Ennio: il doc capolavoro di Tornatore è una lezione di cinema e musica da non dimenticare

by Livio Costarella

Denso, affettuoso, mistico, concreto, lucido, visionario. Ma anche «divertente e drammatico», come l’ululato del coyote seguito dalla sua nemesi ironica: un misto geniale di ferocia e sentimento, nel selvaggio West de Il buono, il brutto, il cattivo.

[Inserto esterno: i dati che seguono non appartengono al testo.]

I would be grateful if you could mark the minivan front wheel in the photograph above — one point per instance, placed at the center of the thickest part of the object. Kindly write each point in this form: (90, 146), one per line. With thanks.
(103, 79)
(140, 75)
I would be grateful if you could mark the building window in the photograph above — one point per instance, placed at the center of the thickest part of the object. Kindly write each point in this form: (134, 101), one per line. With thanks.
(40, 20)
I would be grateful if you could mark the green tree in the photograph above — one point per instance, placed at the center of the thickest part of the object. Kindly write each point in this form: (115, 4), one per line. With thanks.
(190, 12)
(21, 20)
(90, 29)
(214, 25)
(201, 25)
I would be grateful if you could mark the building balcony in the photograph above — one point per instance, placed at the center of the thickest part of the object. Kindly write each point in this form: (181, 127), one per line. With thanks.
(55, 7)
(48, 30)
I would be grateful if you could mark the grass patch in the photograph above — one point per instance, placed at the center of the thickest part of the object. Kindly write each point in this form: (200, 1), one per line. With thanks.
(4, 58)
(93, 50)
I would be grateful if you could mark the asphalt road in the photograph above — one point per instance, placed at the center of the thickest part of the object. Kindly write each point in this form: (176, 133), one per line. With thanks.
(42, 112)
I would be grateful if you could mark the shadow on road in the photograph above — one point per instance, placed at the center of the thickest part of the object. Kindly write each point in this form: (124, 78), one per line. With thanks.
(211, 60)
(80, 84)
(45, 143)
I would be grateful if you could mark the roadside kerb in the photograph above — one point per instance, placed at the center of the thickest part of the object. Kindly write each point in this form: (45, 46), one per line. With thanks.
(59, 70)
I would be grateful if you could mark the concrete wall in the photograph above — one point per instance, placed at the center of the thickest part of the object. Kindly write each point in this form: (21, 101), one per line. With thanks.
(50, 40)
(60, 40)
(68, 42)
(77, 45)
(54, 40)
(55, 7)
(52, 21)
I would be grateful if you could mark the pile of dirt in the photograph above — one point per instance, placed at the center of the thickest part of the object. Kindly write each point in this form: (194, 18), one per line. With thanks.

Ennio Morricone era proprio così: uomo mite e discreto, fermo e determinato, gran lavoratore e studioso, capace con la sua musica di toccare Dio e svelare miserie e grandezze dell’uomo. Se la morte terrena non può scalfirne l’opera monumentale, il documentario Ennio di Giuseppe Tornatore, proposto in apertura del Bifest 2021 a Bari, nel rinato Kursaal Santalucia, è un omaggio stratosferico al genio del maestro romano. Una lezione di musica e di cinema, più di quanto si possa immaginare. Dobbiamo davvero un ringraziamento enorme a Tornatore, se questo doc (coproduzione tra Italia, Belgio, Cina e Giappone) colpisca al cuore, trafiggendolo.

Intanto perché, al di là della ben nota grandezza di Morricone, si tratta di un’ennesima dichiarazione d’amore per la settima arte di Tornatore stesso. Non a caso le musiche del maestro romano, ma soprattutto l’ottimo montaggio di Massimo Quaglia e Annalisa Schillaci (e la fotografia di Fabio Zamarion e Giancarlo Leggeri) conducono lo spettatore in un viaggio affascinante attorno a ciò che il cinema incarna dalla sua nascita: la rappresentazione di sogno e realtà, mediata da dialoghi e musiche, tecniche di inquadratura, attori, fotografia, luce, paesaggi, azione e sguardi. «La musica è qualsiasi suono che produciamo», dice Morricone citando John Cage. Ma poi aggiunge: «Che non fa parte, nel cinema, della realtà che vediamo», un concetto centrale nell’estetica della sua musica.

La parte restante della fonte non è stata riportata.